Thankfully, SVE comes with a load instruction that would only fault on the ‘first active element’: as long as the first element you are loading is valid, then there is no fault.
With this in mind, a simple algorithm to compute the length of a C string is as follows:
- Load a register.
- Compare each byte in it to 0.
- If any comparison matches, then locate the match and return the corresponding length.
- If not, increment by the register size (given by svcntb()), and repeat.
Using intrinsics, the code looks as follows…
size_t sve_strlen(const char *s) { size_t len = 0; while (true) { svuint8_t input = svldff1_u8(svptrue_b8(), (const uint8_t *)s + len); svbool_t matches = svcmpeq_n_u8(svptrue_b8(), input, 0); if (svptest_any(svptrue_b8(), matches)) { return len + svlastb_u8(svbrka_z(matches, matches), svindex_u8(0, 1)); } len += svcntb(); } }
In assembly, the code looks as follows…
mainloop: ldff1b { z0.b }, p0/z, [x10, x8] add x8, x8, x9 cmpeq p1.b, p0/z, z0.b, #0 b.eq .mainloop
I do not discuss the details of my function, but it assumes implicitly that the underlying register size is no larger than 256 bytes which is guaranteed by the specification.
Benchmarking against your system’s strlen function is difficult methodologically. Nevertheless, we can measure the number of instructions retired for sizeable strings as an indication of the relative speed. Using GCC 11 on a graviton 3 system (Amazon), I get the following metrics:
system’s strlen | 0.23 instructions per byte |
SVE | 0.15 instructions per byte |
Though I do not advocate adopting SVE as a replacement for strlen at this time, the potential is interesting, considering that I threw together my implementation in minutes.
Credit: Thanks to Denis Yaroshevskiy for inviting me to look at non-faulting loads.
Update: It turns out that strlen was one of the examples that ARM used in its slides presenting SVE. At a glance, their implementation looks like mine but with more sophistication.
Hello,
As per specification, SVE vector length can’t exceed 2048 bits/256 bytes so svcntb will never be larger than 256.
Beyond the slide deck you linked, Arm has published several routines here: https://github.com/ARM-software/optimized-routines/tree/master/string/aarch64
Thanks: it is great to find out that my missing check was unnecessary.
As an aside, how much gain is there in eliminating the edge cases?
When writing string-use-intense applications, I tended to allocate string buffers of a power-of-two size (256 bytes or less), from a string pool, and reallocate through a free-list. Did this for efficiency in allocation (measured). As a side-effect those page-aligned size-quantized buffers would fit your algorithm without edge cases. Has to be some gain there.

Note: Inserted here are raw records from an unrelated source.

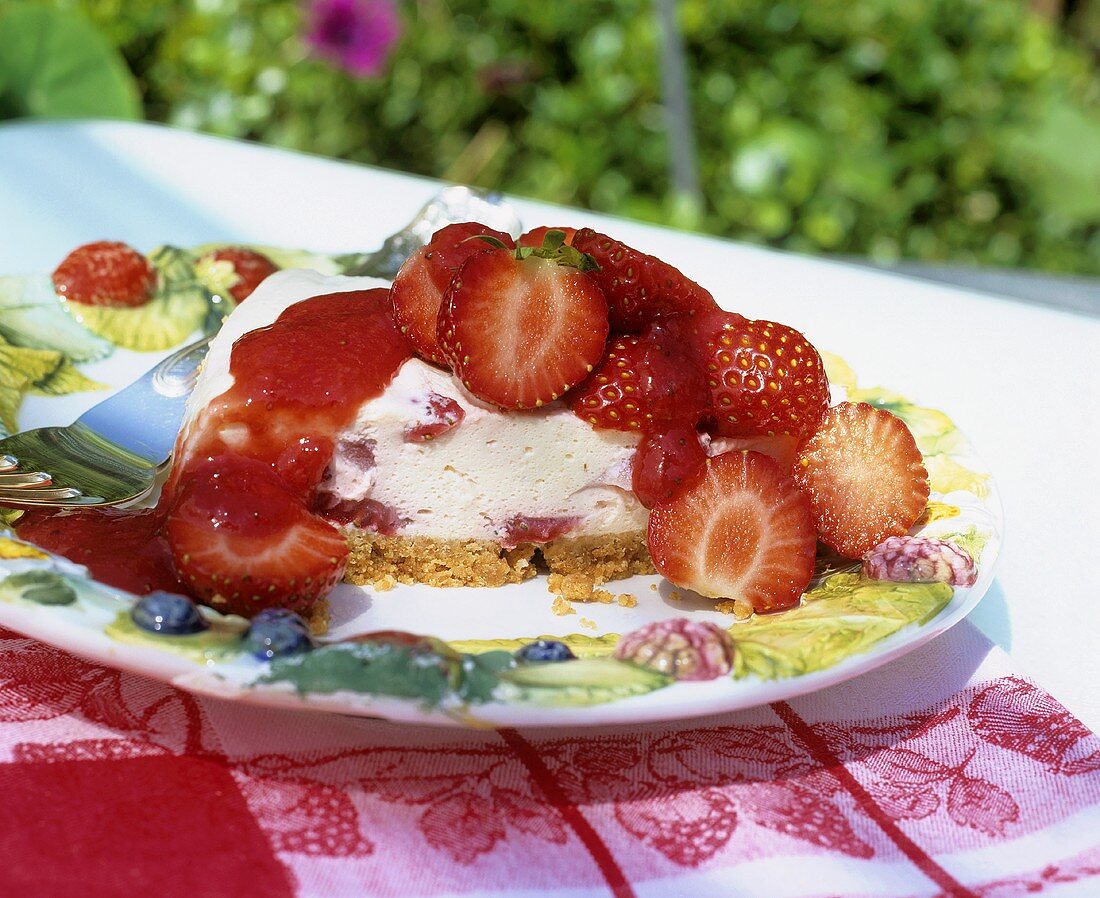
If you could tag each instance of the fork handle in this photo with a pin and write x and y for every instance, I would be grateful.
(177, 374)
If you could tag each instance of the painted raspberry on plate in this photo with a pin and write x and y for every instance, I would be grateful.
(682, 648)
(916, 559)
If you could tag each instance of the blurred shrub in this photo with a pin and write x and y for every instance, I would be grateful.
(57, 65)
(927, 129)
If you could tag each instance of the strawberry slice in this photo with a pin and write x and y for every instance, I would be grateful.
(639, 287)
(418, 289)
(667, 462)
(766, 379)
(520, 327)
(641, 383)
(537, 236)
(248, 269)
(106, 273)
(744, 532)
(242, 543)
(864, 475)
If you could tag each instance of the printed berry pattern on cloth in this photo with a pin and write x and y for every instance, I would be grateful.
(980, 784)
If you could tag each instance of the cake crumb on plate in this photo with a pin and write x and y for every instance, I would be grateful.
(738, 608)
(561, 606)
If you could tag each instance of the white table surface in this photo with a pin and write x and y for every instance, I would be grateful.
(1021, 381)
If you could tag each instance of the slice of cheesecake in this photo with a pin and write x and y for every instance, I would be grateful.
(428, 483)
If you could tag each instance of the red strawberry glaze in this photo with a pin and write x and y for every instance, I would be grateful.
(123, 548)
(296, 385)
(303, 378)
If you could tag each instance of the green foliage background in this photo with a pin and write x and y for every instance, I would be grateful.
(963, 130)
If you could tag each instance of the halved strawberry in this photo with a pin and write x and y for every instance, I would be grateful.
(766, 379)
(419, 286)
(639, 287)
(106, 273)
(864, 475)
(642, 382)
(744, 532)
(246, 270)
(667, 462)
(520, 327)
(242, 543)
(536, 236)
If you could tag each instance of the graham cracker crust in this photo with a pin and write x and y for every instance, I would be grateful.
(382, 561)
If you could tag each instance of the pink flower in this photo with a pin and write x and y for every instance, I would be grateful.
(353, 34)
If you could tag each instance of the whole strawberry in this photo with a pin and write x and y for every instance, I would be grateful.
(106, 273)
(639, 287)
(419, 287)
(521, 326)
(235, 270)
(766, 379)
(641, 383)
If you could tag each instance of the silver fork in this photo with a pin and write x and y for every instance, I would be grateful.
(113, 452)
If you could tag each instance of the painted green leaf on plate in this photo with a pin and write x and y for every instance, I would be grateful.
(21, 368)
(582, 682)
(971, 540)
(210, 645)
(66, 379)
(43, 588)
(947, 475)
(376, 667)
(32, 316)
(582, 645)
(844, 616)
(281, 255)
(176, 311)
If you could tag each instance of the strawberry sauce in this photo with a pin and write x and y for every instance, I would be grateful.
(297, 383)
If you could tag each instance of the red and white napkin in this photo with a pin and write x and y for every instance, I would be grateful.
(944, 774)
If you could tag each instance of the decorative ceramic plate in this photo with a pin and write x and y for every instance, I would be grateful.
(462, 671)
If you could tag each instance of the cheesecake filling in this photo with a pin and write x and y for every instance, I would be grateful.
(404, 467)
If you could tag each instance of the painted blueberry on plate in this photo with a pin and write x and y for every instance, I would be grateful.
(543, 652)
(277, 632)
(168, 614)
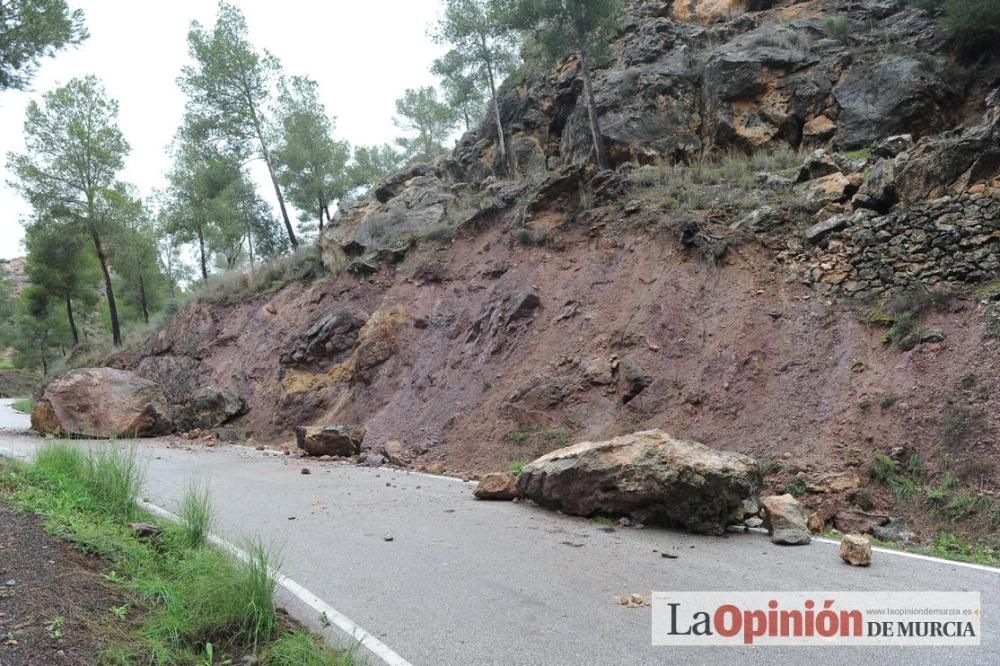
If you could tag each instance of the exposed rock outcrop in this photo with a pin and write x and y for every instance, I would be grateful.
(647, 476)
(856, 550)
(102, 402)
(209, 407)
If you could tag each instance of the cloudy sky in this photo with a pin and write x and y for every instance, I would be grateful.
(363, 54)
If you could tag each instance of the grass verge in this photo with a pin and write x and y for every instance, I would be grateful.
(195, 605)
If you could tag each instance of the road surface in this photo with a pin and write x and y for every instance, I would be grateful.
(467, 582)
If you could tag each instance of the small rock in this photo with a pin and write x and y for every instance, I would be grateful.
(497, 486)
(815, 523)
(856, 550)
(785, 520)
(632, 601)
(932, 335)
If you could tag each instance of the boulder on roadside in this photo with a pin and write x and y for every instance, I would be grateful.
(785, 520)
(650, 477)
(330, 440)
(856, 550)
(102, 402)
(497, 486)
(209, 407)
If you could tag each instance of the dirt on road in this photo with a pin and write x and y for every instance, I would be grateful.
(55, 605)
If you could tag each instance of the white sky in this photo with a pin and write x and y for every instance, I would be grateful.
(362, 53)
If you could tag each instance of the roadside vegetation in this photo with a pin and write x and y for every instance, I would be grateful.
(191, 604)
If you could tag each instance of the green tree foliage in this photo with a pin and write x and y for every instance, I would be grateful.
(312, 167)
(40, 330)
(31, 30)
(484, 50)
(212, 203)
(429, 121)
(583, 27)
(371, 164)
(134, 253)
(199, 177)
(462, 91)
(60, 266)
(229, 87)
(74, 152)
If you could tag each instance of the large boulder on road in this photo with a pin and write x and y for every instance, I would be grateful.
(208, 408)
(102, 402)
(648, 476)
(331, 440)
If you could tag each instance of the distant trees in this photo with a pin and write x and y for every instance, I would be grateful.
(229, 87)
(462, 92)
(311, 166)
(31, 30)
(485, 48)
(418, 111)
(74, 151)
(372, 163)
(584, 27)
(59, 265)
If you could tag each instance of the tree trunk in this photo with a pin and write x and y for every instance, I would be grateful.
(142, 299)
(116, 331)
(72, 321)
(603, 161)
(201, 250)
(509, 161)
(266, 154)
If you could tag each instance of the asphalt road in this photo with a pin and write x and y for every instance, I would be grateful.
(467, 582)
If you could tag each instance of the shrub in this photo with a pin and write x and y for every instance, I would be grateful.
(196, 514)
(517, 466)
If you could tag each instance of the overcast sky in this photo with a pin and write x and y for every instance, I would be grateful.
(363, 54)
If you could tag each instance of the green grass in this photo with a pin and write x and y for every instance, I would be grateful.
(25, 406)
(196, 513)
(195, 602)
(517, 466)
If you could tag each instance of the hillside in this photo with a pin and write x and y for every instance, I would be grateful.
(830, 312)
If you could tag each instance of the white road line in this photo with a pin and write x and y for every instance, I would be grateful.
(918, 556)
(344, 623)
(892, 551)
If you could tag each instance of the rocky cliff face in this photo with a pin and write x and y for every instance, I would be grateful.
(827, 317)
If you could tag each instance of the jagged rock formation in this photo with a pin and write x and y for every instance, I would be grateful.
(650, 477)
(103, 403)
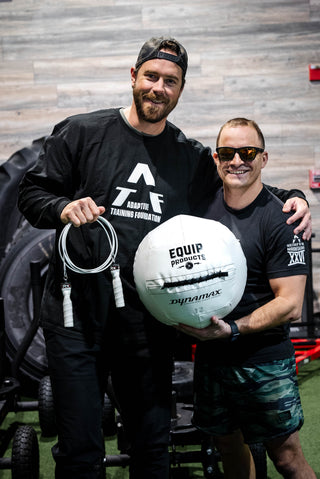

How far does this go – if you design a string-class to take full advantage through eliminating edge-cases?
When we allocate a string buffer, we could always zero-fill the buffer (there will always be a zero), or non-zero-fill the buffer (only zero belongs to the written data).
Most application-strings are short – less than 256 bytes, and mostly less than 80 bytes. How much gain in unrolling the loop?
Clearly for very long strings, the edge-case hardly matters. But most strings are short – near to the size of a vector-stride.